University of Massachusetts Boston student and veteran, Nathan Heilman, started his own apparel and lifestyle company called Engage last November, grounding it in a philosophy that values restraint and power. Recently the company began offering its t-shirts for women and men, beanies, and scarves at a store in South Boston.  

“I never found anything in the marketplace I wanted to wear. Engage apparel is high quality and a nod to the service without being ‘cheesy,’” says Heilman, who stands tall at 6’ 8’’ and weighs 240 pounds.

The Engage logo features a tank encased in brackets. The punctuation symbolizes having a tactical advantage; Heilman gave the example of a chess match. An old school diving suit over a set of tridents, skull-and-crossbones style, and an all-seeing eye with a plane inside the pupil are two examples of their t-shirt designs.

Heilman first conceived the idea for Engage two years ago. The designs are created by his artist brother, as well as local, Paul Woodworth, who does “3D pattern development work” for shoe manufacturer Reebok, according to his LinkedIn profile. Heilman sources the plain t-shirts from an organic and union-organized wholesale company in New York, ‘Royal’ apparel, and then applies graphics.

Engage products can be bought online(www.engageapparel.com) and at ‘Wears + Wares,’ a clothing store in South Boston. Heilman says the store recently reported sold most of the stock they were given. Currently a one man-operation, he hopes to soon expand Engage into a new rented space and hire a couple employees.

“My intent is to hire transitioning veterans. The number of veterans entering the workforce is a pretty high number – nearly a million downsized across the service branches,” says the tattooed and articulate Heilman. An English major, he writes poetry with ‘Warrior Writers,’ the UMass Boston creative writing club for veterans.

Heilman ended his 14 year long service with the United States Marine Corps last September after multiple deployments in Afghanistan and Iraq, and stretches spent in North Carolina and Japan. He worked on network systems security and engineering, both building infrastructure and coding. For one of his last projects, he improved the full-motion video signal between the troops and unmanned aerial vehicles, colloquially known as “drones.” He also helped pen the manual for operating the Marine Corps’ UAV’s.

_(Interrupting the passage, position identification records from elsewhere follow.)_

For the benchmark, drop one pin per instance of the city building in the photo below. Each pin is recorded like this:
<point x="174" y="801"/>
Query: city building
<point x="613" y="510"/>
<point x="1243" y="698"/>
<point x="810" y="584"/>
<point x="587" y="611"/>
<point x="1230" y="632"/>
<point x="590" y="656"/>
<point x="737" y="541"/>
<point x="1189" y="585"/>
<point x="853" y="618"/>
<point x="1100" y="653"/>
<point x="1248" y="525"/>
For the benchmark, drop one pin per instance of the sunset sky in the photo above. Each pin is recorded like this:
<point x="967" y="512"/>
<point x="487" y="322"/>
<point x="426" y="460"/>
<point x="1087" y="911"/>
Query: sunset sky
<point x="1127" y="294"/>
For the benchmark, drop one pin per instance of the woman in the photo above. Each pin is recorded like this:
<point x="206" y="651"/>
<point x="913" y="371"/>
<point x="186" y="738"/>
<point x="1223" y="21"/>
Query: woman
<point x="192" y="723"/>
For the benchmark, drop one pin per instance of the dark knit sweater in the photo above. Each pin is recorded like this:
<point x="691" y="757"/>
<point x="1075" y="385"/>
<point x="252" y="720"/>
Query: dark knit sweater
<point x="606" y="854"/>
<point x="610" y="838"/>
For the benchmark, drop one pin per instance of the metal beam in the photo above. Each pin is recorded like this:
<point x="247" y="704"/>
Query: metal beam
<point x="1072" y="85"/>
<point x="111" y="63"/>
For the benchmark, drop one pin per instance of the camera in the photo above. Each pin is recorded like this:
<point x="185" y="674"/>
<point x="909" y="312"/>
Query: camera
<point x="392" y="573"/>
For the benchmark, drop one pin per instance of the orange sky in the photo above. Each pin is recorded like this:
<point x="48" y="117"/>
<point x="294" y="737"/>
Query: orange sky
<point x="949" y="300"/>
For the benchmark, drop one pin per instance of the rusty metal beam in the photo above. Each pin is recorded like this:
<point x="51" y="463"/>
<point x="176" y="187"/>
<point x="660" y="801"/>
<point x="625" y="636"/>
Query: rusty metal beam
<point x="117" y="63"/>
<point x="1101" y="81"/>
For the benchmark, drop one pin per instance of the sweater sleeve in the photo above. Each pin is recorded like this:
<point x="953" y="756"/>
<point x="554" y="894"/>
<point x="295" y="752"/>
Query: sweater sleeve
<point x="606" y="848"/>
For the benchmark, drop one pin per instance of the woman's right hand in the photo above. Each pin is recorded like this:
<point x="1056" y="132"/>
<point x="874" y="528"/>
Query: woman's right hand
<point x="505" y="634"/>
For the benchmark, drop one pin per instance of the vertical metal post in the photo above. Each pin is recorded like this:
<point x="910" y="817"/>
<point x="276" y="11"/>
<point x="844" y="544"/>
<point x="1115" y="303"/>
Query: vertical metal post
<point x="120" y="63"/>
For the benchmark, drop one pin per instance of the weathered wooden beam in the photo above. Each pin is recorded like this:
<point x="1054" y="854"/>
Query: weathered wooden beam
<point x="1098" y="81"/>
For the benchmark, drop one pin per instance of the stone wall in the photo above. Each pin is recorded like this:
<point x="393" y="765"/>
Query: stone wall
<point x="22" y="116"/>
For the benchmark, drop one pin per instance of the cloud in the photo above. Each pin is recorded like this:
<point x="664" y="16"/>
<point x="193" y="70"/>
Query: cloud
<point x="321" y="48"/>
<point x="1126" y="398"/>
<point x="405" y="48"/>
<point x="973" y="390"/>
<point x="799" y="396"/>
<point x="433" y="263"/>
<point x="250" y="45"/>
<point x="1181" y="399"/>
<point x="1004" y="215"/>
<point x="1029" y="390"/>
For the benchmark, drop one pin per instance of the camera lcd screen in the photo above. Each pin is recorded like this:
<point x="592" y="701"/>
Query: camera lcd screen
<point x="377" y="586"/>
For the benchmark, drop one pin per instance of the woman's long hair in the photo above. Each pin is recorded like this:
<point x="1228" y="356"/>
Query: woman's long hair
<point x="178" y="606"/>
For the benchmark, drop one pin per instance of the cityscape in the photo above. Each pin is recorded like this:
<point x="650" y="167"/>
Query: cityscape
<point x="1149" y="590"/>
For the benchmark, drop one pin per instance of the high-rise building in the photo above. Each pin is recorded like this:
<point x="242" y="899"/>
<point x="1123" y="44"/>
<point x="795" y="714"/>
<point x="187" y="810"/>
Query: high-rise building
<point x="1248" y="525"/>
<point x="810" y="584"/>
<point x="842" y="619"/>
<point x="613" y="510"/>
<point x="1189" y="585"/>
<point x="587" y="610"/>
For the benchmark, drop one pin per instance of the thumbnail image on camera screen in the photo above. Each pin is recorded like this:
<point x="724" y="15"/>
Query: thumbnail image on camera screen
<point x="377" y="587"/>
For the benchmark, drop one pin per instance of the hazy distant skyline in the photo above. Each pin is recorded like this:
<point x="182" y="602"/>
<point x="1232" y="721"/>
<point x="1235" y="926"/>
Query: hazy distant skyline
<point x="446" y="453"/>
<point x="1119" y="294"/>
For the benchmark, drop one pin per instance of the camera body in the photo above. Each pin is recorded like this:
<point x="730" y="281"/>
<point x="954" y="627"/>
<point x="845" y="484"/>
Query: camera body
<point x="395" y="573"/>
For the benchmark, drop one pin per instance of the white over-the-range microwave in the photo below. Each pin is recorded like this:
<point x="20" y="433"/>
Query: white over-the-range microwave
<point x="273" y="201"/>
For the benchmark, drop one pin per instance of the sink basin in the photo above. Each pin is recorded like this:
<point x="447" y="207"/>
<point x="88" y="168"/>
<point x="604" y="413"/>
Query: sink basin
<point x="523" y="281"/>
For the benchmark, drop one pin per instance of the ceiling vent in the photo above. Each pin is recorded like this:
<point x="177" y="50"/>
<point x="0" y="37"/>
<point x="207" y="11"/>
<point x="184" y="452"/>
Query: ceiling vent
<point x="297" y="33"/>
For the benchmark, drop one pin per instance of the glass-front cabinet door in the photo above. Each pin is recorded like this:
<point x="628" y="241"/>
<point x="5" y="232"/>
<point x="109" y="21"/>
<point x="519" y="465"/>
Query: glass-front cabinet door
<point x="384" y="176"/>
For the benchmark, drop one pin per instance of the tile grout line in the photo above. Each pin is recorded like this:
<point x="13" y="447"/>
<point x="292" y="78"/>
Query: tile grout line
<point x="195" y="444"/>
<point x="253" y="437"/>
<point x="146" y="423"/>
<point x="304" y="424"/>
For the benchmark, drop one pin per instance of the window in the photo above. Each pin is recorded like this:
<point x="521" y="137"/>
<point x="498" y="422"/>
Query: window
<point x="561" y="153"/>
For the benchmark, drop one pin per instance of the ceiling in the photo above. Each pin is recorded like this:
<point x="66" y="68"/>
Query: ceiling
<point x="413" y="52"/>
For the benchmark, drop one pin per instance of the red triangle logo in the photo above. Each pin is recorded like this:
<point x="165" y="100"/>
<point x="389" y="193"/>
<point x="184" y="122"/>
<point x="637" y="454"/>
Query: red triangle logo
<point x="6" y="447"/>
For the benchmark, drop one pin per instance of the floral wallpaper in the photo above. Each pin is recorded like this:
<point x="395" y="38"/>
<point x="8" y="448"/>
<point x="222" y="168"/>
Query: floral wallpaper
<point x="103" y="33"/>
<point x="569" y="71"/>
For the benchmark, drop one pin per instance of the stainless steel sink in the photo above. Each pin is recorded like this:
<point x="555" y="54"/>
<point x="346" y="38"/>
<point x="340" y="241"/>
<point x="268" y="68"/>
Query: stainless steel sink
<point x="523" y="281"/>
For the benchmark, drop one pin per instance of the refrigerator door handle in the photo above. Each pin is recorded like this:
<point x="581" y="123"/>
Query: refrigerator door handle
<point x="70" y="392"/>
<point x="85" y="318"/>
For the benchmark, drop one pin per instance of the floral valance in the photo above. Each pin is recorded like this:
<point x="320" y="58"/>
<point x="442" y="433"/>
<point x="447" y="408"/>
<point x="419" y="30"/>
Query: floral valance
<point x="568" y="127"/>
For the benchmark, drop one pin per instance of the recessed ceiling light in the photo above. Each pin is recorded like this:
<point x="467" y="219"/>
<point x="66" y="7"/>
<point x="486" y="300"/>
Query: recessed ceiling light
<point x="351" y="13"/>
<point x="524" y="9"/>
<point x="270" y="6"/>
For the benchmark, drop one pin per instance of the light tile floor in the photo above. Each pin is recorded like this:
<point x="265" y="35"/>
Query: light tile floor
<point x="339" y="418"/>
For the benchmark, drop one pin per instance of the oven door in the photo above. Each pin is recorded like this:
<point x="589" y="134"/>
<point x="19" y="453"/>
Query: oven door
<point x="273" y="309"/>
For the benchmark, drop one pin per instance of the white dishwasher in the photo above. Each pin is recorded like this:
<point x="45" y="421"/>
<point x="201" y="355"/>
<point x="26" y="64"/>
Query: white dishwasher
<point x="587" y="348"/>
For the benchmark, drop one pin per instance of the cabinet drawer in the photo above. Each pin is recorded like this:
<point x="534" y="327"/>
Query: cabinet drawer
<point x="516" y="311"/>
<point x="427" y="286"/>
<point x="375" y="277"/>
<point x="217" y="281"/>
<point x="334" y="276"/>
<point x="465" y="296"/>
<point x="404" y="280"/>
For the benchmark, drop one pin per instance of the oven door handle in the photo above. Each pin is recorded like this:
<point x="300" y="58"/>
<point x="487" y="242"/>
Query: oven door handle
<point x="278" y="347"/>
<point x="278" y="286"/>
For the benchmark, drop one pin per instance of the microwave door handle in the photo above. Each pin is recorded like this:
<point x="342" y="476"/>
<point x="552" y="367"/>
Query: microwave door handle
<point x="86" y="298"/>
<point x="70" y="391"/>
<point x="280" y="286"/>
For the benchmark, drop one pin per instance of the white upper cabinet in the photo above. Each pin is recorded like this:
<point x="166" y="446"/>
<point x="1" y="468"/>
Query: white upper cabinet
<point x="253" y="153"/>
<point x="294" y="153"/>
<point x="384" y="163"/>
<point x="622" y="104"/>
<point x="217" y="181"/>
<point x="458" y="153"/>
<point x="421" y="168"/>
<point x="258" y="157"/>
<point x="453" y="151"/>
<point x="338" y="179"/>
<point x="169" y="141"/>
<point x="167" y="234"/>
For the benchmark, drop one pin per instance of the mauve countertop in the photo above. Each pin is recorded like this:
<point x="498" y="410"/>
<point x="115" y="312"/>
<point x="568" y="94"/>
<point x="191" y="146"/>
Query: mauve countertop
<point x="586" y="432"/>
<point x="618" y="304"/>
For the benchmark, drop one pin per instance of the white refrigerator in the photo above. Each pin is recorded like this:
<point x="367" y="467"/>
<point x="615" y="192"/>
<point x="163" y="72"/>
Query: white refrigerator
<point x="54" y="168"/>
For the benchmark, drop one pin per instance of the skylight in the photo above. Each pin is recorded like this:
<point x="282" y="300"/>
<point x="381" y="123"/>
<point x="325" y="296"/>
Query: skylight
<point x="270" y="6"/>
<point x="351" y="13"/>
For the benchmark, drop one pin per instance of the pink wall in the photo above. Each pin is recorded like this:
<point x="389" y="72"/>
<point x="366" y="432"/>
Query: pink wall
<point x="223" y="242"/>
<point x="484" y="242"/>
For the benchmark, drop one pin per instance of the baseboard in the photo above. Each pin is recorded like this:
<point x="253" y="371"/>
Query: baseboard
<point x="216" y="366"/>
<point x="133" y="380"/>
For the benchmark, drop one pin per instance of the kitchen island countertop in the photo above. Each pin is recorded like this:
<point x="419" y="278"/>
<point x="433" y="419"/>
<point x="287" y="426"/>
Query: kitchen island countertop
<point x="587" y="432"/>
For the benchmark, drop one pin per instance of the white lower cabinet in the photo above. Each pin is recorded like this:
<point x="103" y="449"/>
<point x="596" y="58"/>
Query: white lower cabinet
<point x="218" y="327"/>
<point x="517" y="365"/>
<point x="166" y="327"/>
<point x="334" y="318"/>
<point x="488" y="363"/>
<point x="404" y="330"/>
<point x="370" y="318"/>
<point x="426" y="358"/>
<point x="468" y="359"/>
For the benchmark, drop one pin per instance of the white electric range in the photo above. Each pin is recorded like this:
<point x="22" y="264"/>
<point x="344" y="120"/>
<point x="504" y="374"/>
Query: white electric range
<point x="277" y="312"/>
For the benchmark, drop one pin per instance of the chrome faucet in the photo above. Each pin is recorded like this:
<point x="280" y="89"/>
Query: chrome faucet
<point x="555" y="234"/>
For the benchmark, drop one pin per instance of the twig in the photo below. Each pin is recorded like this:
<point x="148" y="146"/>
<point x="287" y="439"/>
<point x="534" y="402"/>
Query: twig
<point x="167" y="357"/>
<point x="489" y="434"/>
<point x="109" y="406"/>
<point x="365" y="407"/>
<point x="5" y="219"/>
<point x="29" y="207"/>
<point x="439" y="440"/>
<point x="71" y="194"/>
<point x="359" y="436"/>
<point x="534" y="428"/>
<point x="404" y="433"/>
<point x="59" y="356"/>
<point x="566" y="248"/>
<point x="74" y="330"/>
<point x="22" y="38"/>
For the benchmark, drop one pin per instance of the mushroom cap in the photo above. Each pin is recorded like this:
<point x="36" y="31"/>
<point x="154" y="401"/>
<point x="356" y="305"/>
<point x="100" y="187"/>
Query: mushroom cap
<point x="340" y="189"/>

When asked if he was happy he served, Heilman said, “I am definitely happy I served. I wouldn’t be where I am today [without it] – the phenomenal technology I was exposed to, the fact that I get to go to college now. I’m financially stable. I’m just in a lot better place.” Originally from Washington, he decided to join the military at age 17.

“It came down to why most people join the service – the economics of the situation. Recruiting efforts typically target impoverished areas and I happened to be in that segment of the population. I wanted a better future for myself.“
Through Engage he looks to collaborate with other veteran artists and companies, and supports the ‘One Million Goal.’ Founded by former Marine Garret Biss, the initiative aims to bring clean drinking water to one million people.

When asked if his brand glorifies warfare, Heilman responded, “No, and I don’t think there is anything glorious about warfare, personally. People who have actually been there will not think that way either. There is this misconception about how Hollywood portrays things and then there is the reality of it.”
“People want to go to school and they want to go do these things. Our designs are not about wearing guns or tons of skulls. We want to appreciate the service without it being about shootings or the sad reality of it.”